In this way they carried on for a few hours, dividing blocks among saucers, talking about cows eating equal amounts of hay bales and dividing acreage equally among certain crops, and other examples the child found relatable, until the sun began its descent from the sky. To get home before dark, Daksha would have to set off soon. She picked up her book and kissed Lena in the cheek. Before she left however, Lena had a little errand for her that had become usual.

“Set this down by the scarecrow in the corn field when nobody’s looking.” Lena said.

She handed Daksha a blue cardboard envelope with a white symbol printed on it. It looked like a hammer and a sickle meeting, but fanciful Shacha thought it could also be a snake with two heads. She had heard of such things in stories. The child concealed the enveloped in her book and went on her way, waving goodbye and feeling quite sorry to leave her tutor behind.

Twenty minutes into her journey, starting from the village, Daksha always walked past the corn fields of the Foana family and the scarecrow with its straw hat, wooden machete and roughed-up overalls watching over the crop. She crept into the corn, laid down the envelope at the feet of the scarecrow like an offering, and went on her way. This was the only price that Lena Ulyanova put on her tutoring — simple errands. Letters dropped, delivered, brought to persons.

Despite being exiled from her country, Ms. Ulyanova had plenty of money and no need or want to take anything from a poor child. She had been the one to suggest the lessons to begin with, and had this form of compensation in mind from the start. Daksha found it amusing.

 

* * *

When she returned home the sky was bloody red and her mother was pacing outside near the wounds cut by the phaeton on their grasses.

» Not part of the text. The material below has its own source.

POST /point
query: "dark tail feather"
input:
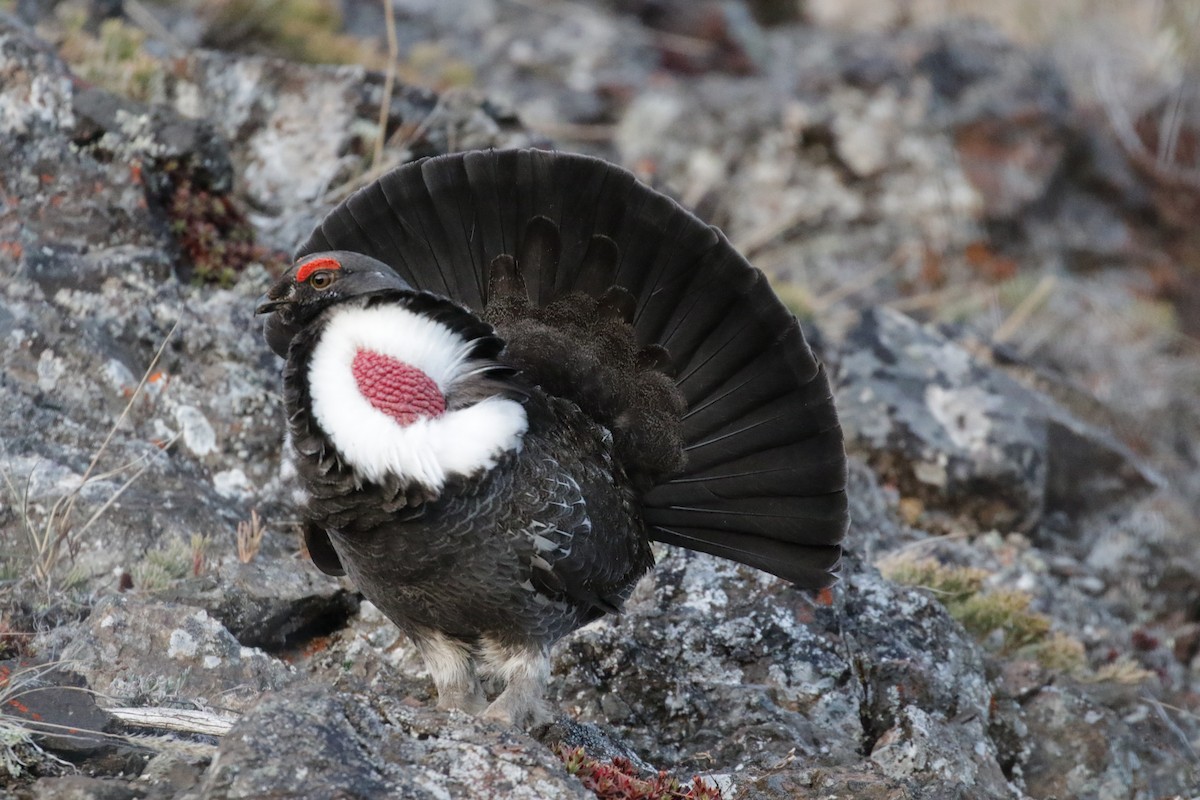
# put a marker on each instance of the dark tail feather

Daksha waved her hand over her head to signal her, and she didn’t smile. When the child approached, she knelt down and took her by the shoulders. There were no tears in her eyes — her mother never cried — but Daksha knew that if she were one to cry, now would be the time. Perhaps she made that face so Daksha would cry in her stead. Certainly whenever her mother looked at her so seriously, she wanted to weep.

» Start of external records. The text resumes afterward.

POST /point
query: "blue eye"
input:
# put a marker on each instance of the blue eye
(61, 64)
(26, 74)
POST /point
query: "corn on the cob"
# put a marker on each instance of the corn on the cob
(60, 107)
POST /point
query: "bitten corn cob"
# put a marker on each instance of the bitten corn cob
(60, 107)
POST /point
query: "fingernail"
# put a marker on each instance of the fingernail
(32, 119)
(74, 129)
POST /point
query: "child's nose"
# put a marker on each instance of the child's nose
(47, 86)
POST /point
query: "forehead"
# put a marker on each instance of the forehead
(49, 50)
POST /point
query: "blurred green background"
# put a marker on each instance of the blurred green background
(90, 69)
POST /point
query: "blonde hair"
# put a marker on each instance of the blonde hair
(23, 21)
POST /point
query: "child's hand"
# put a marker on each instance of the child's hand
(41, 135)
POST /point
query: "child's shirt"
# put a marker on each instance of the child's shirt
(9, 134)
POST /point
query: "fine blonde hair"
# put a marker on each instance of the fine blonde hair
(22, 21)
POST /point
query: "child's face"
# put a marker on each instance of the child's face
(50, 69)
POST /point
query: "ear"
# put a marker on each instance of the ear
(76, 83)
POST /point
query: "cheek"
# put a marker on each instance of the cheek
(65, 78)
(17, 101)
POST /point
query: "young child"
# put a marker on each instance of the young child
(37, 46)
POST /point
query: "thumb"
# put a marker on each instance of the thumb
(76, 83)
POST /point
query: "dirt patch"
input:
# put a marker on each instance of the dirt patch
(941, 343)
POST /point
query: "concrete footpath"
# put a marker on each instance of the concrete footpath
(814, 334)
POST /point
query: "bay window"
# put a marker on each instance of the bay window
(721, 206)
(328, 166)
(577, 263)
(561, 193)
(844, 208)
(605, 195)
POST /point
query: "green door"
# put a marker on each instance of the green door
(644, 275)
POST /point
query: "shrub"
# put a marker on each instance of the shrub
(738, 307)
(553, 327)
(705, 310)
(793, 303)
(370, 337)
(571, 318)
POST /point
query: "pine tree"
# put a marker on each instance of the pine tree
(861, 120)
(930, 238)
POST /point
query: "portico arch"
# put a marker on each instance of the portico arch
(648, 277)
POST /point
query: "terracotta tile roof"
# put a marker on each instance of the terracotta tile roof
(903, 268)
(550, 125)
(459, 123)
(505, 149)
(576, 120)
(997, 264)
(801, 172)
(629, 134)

“Shacha, there was a man from the Imperial Authority here, while you were gone.” Yanna said. “He explained what was happening. From today we will working for Volker. He will be taking more of the lentils than the Thakur did, and he will want more grown; in exchange he will give us two more acres of land, the empty ones around the back, and we will be paid with more paper money that we can use at the store in the village. We will have to clear out those acres and prepare them, and it will be rough. You’re going to have to stay and help me five days of the week now instead of four; you can visit Ms. Ulyanova the other two days. I am sorry Shacha.”

Daksha gripped her book harder around her chest. She nodded her head quietly. She would obey; she had no choice, and her mother already did so much work alone. Without her help, how could they possibly grow even more than they did now? But she felt very bitter about it. Farm work was not what fulfilled her. She wanted to learn about the world with the strange and glamorous exile in her town. Mr. Volker’s lentils wouldn’t get her anywhere in this world.